Pour une version encore plus gourmande, ajoutez une pincée de cannelle ou quelques zestes de citron dans la pâte. Ces épices se marient parfaitement avec les pommes et apportent une note parfumée subtile.
Réduisez le sucre de la recette de base de 50 g si vos pommes sont très sucrées. Le far aux pommes demande une surveillance accrue car les fruits rendent plus d'eau que les pruneaux.
Far breton aux cerises
Utilisez 400 g de cerises dénoyautées, fraîches ou surgelées, pour une version estivale pleine de couleur et de fraîcheur. Les cerises acides comme les griottes donnent un contraste délicieux avec la douceur de la pâte.
Les cerises surgelées conviennent parfaitement : ne les décongelez pas avant utilisation pour éviter qu'elles rendent trop d'eau. Disposez-les directement dans le plat beurré.
Cette variante demande parfois un temps de cuisson légèrement supérieur car les cerises contiennent plus d'eau que les pruneaux. Comptez 5 à 10 minutes de plus selon la taille de vos fruits.
Pensez à réserver quelques cerises pour décorer le dessus du far avant d'enfourner. L'effet visuel est saisissant et annonce la saveur du dessert.
Far breton aux fruits exotiques
Ajoutez des morceaux de mangue, d'ananas ou de banane pour une touche tropicale originale qui surprendra vos convives. Cette version moderne respecte l'esprit du far tout en l'adaptant aux goûts contemporains.
La mangue, coupée en cubes d'environ 2 cm, apporte une douceur exotic et une texture fondante. Choisissez un fruit mûr mais encore ferme pour qu'il garde sa forme à la cuisson.
L'ananas frais, débarrassé de son cœur dur et coupé en morceaux, donne un far acidulé très rafraîchissant. Évitez l'ananas en boîte, trop sucré et trop mou.
Pour un far banane-chocolat, ajoutez 2 bananes en rondelles et 100 g de pépites de chocolat noir. Cette version gourmande fait sensation auprès des plus jeunes.
Comment conserver un far breton après cuisson ?
Conservez-le au réfrigérateur dans son plat de cuisson recouvert d'un film plastique, il se garde parfaitement 3 à 4 jours. La texture évolue légèrement : plus ferme le lendemain, il développe ses arômes et devient souvent encore plus savoureux.
Le far breton fait partie de ces desserts qui s'améliorent avec le temps. Les saveurs se mélangent et s'harmonisent, particulièrement si vous avez ajouté du rhum ou de la vanille dans la recette.
À température ambiante, consommez-le dans les 24 heures, surtout en été. Au-delà, les risques de développement bactérien augmentent à cause du lait et des œufs.

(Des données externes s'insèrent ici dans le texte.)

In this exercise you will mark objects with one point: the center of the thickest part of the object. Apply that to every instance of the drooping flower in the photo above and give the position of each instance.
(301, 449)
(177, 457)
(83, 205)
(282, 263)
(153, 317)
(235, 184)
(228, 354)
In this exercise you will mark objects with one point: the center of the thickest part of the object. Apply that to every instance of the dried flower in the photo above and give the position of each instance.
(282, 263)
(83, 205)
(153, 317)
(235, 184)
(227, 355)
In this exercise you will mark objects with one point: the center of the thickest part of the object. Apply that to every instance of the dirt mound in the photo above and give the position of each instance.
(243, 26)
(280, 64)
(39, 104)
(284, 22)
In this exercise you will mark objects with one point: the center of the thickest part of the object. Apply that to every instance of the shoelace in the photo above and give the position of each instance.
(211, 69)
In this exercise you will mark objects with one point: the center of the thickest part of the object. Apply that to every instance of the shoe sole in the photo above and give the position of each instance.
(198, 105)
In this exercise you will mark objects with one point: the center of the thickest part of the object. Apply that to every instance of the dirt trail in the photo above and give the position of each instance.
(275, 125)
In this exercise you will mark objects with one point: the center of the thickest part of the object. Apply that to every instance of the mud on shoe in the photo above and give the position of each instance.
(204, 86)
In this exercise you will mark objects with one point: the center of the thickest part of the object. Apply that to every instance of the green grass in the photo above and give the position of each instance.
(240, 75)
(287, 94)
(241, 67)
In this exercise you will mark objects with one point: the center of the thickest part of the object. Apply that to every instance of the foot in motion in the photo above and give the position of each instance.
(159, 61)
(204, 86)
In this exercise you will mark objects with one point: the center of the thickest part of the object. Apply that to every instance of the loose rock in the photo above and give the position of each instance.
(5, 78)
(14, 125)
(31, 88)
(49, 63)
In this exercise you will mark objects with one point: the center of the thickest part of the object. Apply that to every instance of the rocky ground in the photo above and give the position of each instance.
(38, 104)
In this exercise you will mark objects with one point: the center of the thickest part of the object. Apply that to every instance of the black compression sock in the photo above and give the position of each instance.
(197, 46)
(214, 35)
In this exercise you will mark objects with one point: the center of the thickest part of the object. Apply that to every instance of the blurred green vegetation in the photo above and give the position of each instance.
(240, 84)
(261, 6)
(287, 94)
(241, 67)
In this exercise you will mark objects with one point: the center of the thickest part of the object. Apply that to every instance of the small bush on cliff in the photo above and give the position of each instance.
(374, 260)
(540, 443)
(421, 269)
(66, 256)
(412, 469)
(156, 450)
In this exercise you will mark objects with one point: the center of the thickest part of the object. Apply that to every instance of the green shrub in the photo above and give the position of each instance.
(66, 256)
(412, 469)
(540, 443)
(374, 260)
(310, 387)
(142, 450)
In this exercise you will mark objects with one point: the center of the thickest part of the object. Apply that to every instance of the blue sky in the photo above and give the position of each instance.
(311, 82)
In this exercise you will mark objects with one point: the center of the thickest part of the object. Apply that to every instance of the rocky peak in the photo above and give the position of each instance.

Pour servir, sortez-le du réfrigérateur 30 minutes avant la dégustation. Cette remise à température permet au far de retrouver son moelleux optimal.
Peut-on congeler le far breton ?
Oui, il se congèle très bien découpé en portions individuelles et emballé dans du film plastique puis placé dans un sac de congélation. Cette méthode pratique permet d'avoir toujours un dessert maison sous la main.
Congelez le far complètement refroidi, idéalement le lendemain de sa cuisson. Découpez-le en parts généreuses – comptez 6 à 8 portions par far – et emballez chaque morceau individuellement.
La durée de conservation au congélateur peut atteindre 3 mois sans altération du goût. Notez la date de congélation sur l'emballage pour un suivi optimal.
Pour les grandes occasions, vous pouvez congeler un far entier dans son plat de cuisson, à condition qu'il soit adapté au congélateur. Emballez-le soigneusement dans plusieurs couches de film plastique.
Comment réchauffer un far breton ?
Réchauffez-le au four à 150°C pendant 10 à 15 minutes selon l'épaisseur des portions pour retrouver sa texture moelleuse d'origine. Cette méthode douce préserve la texture sans dessècher le dessert.
Au micro-ondes, procédez par intervalles de 30 secondes à puissance moyenne pour éviter qu'il ne devienne caoutchouteux. Cette solution convient pour une portion individuelle mais reste moins savoureuse que le réchauffage au four.
Si vous réchauffez un far congelé, laissez-le d'abord décongeler lentement au réfrigérateur pendant 4 à 6 heures. Puis réchauffez-le comme un far réfrigéré.
Une astuce gourmande : badigeonnez légèrement la surface avec du beurre fondu avant de réchauffer. Cette technique redonne brillant et moelleux au far, comme s'il sortait du four.